G+C Zeppelin

Resonance 22/10/14

Zeppelin L32.

This week’s object is a model of a Zeppelin, one of several crested china pieces in the Great War collection at the Staffordshire County Museum in Shugborough. This type of cheap, mass-produced souvenir ware was produced in Staffordshire from the mid 1880’s to just after 1930, and was at the height of its popularity during the Great War, when a vast range of patriotic and war-related items were produced, from armoured cars to battleships, submarines and aeroplanes.

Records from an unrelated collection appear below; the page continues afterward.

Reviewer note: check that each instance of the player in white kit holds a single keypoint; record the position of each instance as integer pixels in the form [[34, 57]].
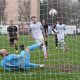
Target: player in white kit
[[60, 27], [36, 31]]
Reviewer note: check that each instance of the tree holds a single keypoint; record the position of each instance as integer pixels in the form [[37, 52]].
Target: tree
[[2, 10], [24, 10]]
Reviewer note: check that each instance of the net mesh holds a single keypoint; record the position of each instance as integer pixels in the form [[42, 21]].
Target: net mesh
[[60, 65]]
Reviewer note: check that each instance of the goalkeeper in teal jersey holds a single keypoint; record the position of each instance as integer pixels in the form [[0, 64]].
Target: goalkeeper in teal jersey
[[22, 61]]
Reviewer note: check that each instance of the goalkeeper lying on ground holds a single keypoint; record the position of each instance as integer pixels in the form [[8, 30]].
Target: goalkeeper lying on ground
[[22, 61]]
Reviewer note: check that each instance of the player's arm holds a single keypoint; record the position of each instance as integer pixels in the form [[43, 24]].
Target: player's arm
[[8, 32], [30, 32]]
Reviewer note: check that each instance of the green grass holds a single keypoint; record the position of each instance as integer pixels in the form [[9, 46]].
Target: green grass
[[59, 66]]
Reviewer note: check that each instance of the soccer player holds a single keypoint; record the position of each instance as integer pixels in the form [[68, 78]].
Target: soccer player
[[55, 35], [45, 32], [15, 62], [36, 32], [13, 35], [60, 27]]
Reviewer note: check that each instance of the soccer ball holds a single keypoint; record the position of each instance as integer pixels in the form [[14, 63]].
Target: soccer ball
[[53, 12]]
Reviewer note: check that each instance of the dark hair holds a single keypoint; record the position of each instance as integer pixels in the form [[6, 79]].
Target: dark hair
[[33, 17], [22, 47]]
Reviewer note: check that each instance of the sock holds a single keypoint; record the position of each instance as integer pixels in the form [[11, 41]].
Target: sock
[[44, 50]]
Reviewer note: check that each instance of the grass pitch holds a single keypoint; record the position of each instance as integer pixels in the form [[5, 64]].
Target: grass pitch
[[59, 66]]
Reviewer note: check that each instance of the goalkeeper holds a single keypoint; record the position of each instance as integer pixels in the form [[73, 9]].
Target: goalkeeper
[[15, 62]]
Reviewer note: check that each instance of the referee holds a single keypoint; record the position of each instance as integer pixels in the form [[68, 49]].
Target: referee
[[13, 35]]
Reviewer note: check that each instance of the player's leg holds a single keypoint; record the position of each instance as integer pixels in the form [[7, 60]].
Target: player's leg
[[63, 44], [59, 40], [56, 40], [11, 41], [15, 44], [41, 40], [46, 36]]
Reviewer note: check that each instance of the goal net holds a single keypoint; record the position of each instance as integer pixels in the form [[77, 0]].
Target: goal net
[[61, 64]]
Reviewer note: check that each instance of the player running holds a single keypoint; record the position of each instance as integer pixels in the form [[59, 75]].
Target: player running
[[13, 35], [15, 62], [36, 32], [60, 27], [45, 32]]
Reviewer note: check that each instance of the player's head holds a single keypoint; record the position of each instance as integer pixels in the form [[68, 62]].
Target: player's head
[[60, 21], [11, 22], [3, 52], [33, 19]]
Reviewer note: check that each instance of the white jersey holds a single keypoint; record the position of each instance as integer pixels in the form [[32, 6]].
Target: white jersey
[[60, 28], [36, 30]]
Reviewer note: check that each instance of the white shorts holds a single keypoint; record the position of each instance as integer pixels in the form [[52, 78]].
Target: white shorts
[[39, 39], [60, 36]]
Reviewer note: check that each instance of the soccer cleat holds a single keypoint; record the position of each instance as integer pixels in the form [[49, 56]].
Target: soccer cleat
[[42, 66]]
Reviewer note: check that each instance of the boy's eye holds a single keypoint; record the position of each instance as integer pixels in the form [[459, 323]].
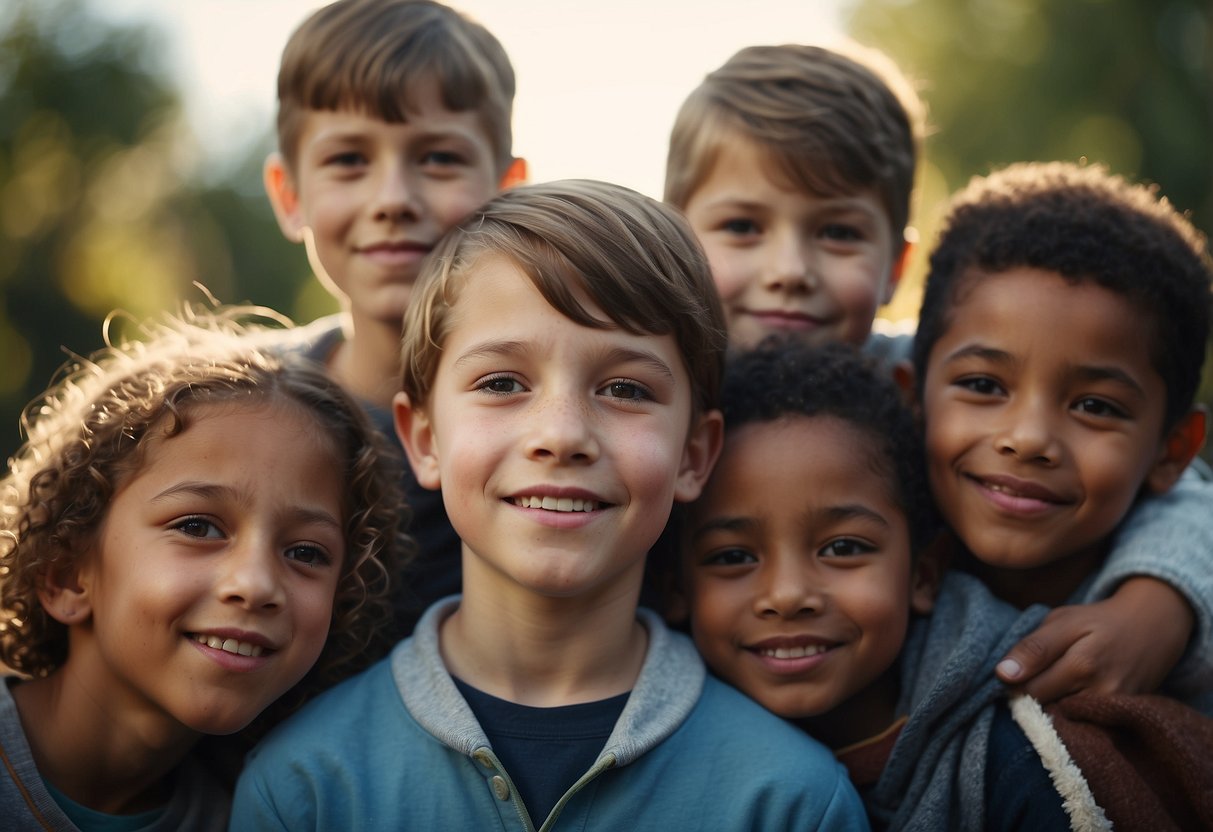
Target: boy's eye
[[841, 232], [346, 159], [844, 547], [1094, 406], [630, 391], [729, 557], [980, 385], [740, 227], [312, 556], [500, 385], [442, 158], [198, 526]]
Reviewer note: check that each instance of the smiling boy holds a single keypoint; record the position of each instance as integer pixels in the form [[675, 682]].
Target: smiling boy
[[1059, 349], [562, 364], [393, 125]]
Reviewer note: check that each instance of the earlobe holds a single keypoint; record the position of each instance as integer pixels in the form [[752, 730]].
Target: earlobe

German military airships first introduced the concept of aerial bombardment to war in Europe, and these silent monsters brought terror to the civilian population from 1915 onwards with their seemingly indiscriminate bombing, and were christened ‘baby-killers’ in the national press. It is perhaps surprising that an object that inspired such widespread fear and hostility should become a popular and collectable mantelpiece ornament.

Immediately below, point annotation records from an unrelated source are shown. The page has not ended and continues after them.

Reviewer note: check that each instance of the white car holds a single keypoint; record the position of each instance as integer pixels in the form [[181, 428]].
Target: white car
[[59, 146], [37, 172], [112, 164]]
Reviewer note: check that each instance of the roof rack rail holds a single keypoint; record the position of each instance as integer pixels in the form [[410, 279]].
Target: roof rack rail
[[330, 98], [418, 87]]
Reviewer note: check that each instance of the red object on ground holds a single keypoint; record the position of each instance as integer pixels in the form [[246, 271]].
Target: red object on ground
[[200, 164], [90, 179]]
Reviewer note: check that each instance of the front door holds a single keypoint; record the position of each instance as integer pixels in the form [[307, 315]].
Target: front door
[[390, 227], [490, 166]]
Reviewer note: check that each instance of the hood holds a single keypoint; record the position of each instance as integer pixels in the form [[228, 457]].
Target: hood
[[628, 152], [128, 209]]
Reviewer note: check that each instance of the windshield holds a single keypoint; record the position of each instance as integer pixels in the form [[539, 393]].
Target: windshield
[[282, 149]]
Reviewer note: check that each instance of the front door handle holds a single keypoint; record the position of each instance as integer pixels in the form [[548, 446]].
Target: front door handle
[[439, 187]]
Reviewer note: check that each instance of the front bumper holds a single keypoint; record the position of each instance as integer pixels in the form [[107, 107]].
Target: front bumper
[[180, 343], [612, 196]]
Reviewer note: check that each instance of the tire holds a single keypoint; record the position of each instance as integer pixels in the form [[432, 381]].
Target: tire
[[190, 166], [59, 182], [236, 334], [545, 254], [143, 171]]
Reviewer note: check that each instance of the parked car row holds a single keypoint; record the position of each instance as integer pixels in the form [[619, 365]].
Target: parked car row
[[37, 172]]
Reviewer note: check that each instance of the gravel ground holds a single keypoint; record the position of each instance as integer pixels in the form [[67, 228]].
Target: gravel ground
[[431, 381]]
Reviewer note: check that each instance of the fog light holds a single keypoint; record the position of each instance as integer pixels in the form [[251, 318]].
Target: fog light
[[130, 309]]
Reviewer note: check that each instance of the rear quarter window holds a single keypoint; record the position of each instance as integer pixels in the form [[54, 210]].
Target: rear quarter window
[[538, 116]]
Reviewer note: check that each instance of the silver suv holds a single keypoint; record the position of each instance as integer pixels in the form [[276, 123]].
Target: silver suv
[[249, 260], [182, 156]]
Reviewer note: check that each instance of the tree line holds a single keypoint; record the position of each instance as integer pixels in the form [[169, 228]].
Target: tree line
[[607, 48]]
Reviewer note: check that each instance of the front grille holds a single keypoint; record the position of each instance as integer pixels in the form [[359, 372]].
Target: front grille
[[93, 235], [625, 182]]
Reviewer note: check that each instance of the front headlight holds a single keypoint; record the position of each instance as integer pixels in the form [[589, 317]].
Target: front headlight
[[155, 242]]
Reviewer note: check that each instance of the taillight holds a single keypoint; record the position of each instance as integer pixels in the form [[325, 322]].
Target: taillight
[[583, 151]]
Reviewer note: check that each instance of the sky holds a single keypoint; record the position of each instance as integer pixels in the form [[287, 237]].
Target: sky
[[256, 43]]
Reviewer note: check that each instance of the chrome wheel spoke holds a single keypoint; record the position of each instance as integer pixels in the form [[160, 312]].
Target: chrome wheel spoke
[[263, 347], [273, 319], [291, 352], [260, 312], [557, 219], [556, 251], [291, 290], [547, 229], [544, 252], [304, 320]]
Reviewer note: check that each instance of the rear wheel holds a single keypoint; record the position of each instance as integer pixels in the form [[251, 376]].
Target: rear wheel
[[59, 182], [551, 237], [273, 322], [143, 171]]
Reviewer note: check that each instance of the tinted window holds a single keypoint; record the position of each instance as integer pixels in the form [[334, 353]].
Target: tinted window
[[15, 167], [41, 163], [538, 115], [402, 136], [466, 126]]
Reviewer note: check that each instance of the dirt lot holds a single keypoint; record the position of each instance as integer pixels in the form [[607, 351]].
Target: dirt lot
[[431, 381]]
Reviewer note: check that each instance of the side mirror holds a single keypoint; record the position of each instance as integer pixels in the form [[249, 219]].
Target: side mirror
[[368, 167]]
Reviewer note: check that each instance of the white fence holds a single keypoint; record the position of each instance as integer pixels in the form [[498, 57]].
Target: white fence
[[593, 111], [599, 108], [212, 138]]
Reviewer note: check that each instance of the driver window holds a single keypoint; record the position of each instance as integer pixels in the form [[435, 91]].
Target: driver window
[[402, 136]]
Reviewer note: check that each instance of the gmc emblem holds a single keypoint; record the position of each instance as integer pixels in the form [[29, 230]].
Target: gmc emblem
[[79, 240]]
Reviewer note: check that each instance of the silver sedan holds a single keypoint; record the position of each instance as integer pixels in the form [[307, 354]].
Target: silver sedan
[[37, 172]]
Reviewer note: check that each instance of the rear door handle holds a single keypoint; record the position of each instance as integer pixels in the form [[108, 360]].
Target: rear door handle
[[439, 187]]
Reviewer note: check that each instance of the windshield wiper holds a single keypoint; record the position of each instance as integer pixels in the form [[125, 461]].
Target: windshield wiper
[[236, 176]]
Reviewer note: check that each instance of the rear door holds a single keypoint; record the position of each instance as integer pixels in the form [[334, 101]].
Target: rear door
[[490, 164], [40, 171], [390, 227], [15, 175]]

The base of this piece bears the inscription ‘ Model of Zeppelin 332’, though this number does not tally with the official records, and it is more likely that it represents the R-class Super Zeppelin L32, which was one of several German airships brought down over England in the second half of the war. This particular Zeppelin was shot down by 2nd Lt. Frederick Sowrey, of the Royal Flying Corps, on the morning of 24th September 1916 following an unsuccessful raid on London, and came down at Great Burstead, near Billericay with the loss of all 22 crew. In 1966 the crew’s remains were re-interred in the German Military Cemetery on Cannock Chase, where their communal grave is commemorated with a simple and poignant tombstone of Belgian granite.